I'm trying to hack a simulation of evolution according to Gregory Chaitin's metabiology model.

Given an algorithm that returns an integer, i need to mutate it randomly trying to get another algorithm that is syntactically right and eventually stops. If the mutation is truly random is impossible to ensure that what you obtain is a valid algorithm that will stop.

My questions are:

  • What is the best turing complete language to do this?
  • Is there any technic from genetic-programming that already attacked this problem?

Thanks in advance


I was thinking in something like:

x <- x + 1
x <- x - 1
y <- x
if x != 0 开发者_开发知识库goto label

this is turing complete and is very easy to modify. What do you think?

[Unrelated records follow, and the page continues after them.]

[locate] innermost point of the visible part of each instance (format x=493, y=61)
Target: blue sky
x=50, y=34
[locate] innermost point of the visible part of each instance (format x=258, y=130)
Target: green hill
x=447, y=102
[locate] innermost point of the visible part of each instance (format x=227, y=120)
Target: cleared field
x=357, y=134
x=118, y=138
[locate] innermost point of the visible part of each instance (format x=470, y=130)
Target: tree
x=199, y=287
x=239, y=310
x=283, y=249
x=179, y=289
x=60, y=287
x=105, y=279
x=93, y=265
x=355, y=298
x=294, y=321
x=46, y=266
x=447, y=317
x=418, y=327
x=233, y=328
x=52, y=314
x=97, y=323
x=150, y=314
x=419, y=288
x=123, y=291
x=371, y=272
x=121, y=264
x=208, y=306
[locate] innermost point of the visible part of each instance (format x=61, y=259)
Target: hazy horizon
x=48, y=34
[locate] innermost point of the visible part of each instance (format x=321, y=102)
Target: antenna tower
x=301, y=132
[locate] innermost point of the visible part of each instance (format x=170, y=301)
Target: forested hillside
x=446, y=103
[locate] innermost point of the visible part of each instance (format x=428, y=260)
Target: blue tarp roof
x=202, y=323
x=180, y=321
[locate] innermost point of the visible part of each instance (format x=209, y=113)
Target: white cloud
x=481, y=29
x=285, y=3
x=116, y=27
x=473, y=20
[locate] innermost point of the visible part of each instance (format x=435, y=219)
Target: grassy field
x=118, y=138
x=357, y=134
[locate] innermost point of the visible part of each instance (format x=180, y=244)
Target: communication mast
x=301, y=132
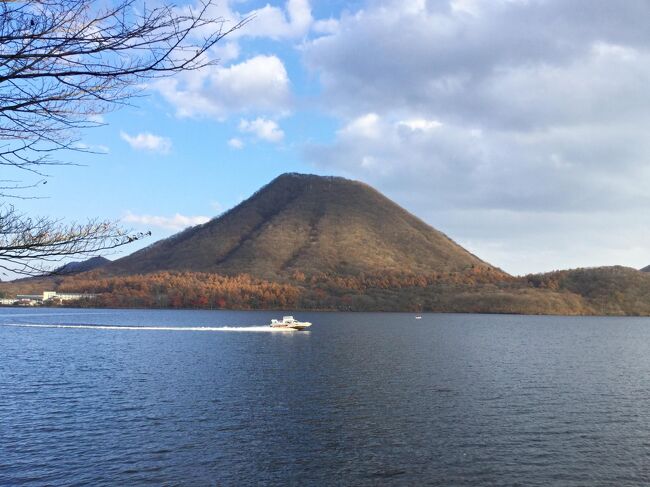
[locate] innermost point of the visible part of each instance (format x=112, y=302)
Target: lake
x=157, y=397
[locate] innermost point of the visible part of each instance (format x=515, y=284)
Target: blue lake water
x=189, y=398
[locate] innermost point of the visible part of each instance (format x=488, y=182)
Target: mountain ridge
x=306, y=223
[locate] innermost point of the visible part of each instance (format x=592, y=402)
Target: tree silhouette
x=64, y=63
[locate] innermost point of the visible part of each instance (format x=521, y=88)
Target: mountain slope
x=309, y=224
x=614, y=290
x=81, y=266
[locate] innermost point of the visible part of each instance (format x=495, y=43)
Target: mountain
x=308, y=224
x=83, y=266
x=614, y=290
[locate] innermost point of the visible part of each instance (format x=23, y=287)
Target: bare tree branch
x=63, y=63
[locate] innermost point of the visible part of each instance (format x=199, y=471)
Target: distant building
x=33, y=299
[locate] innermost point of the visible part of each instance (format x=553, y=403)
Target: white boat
x=290, y=323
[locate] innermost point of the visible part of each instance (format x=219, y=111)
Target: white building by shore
x=45, y=297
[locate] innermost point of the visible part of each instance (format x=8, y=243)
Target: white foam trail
x=158, y=328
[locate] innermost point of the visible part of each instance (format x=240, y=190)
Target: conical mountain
x=310, y=224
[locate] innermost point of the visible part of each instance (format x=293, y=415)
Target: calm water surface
x=361, y=399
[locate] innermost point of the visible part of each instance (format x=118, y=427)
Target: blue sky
x=518, y=128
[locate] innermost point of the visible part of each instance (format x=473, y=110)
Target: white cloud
x=148, y=142
x=236, y=143
x=292, y=22
x=420, y=124
x=259, y=84
x=518, y=127
x=367, y=126
x=262, y=129
x=176, y=222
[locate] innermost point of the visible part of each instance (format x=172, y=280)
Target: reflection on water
x=89, y=397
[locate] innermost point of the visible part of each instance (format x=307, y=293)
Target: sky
x=519, y=128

If the mutation is truly random is impossible to ensure that what you obtain is a valid algorithm that will stop.

As Robert B pointed out, a set of Turing-complete functions will satisfy your first part but there is no solution for the problem where you allow the possibility of loops. However, if you remove loops as a possibility then you can generate an expression tree that can provide you with outputs every time you feed it some inputs. The expression tree has finite size and guaranteed termination, or to think of it in another way: to get an expression tree with infinite running time would require that the expression tree has infinite nodes (which would require you to have infinite RAM or disk).

There are strategies for pruning expression trees in order to provide minimal solutions to the problem and some of those strategies involve making the size of the tree part of the fitness function. In other words, when computing fitness, take into account the size of the expression tree: smaller solutions are preferred over larger solutions when everything else is equal (i.e. both solutions have the same accuracy).


LISP. Well, any homoiconic language. But LISP. Read Koza's books http://www.genetic-programming.com/


What you are looking for here is "Grammatical Evolution", that would be the application of Genetic Programming to evolving working computer programs. This is a good site: http://www.grammatical-evolution.com/. Also, you could look into evolution of more basic computing mechanisms like FPGA by typing "FPGA genetic programming" into Google.


Well, the first part of your question is about algorithms that are valid. If you define as many functions as you need to ensure Turing-completeness (for example, +, -, *, /, X, Y, Retval, loop, if) then you have satisfied the first part. I recommend using higher-level functions because there are certain structures which will keep evolving again and again, and you'll speed up evolution if you just put it in the list of functions to begin with. For example, loop can be decomposed into if and goto, but with loop you'll save valuable evolution energy, and also ensure validity.

However, your second part is about algorithms that eventually stop. This known to have no solution. One alternative is to set a limit to the number of instructions that a program can execute, and abort the program if it violates that restriction, giving it a high penalty. Or, if you have a terminal which the program needs to load with an answer (e.g. Retval), you can just halt the program and check that terminal.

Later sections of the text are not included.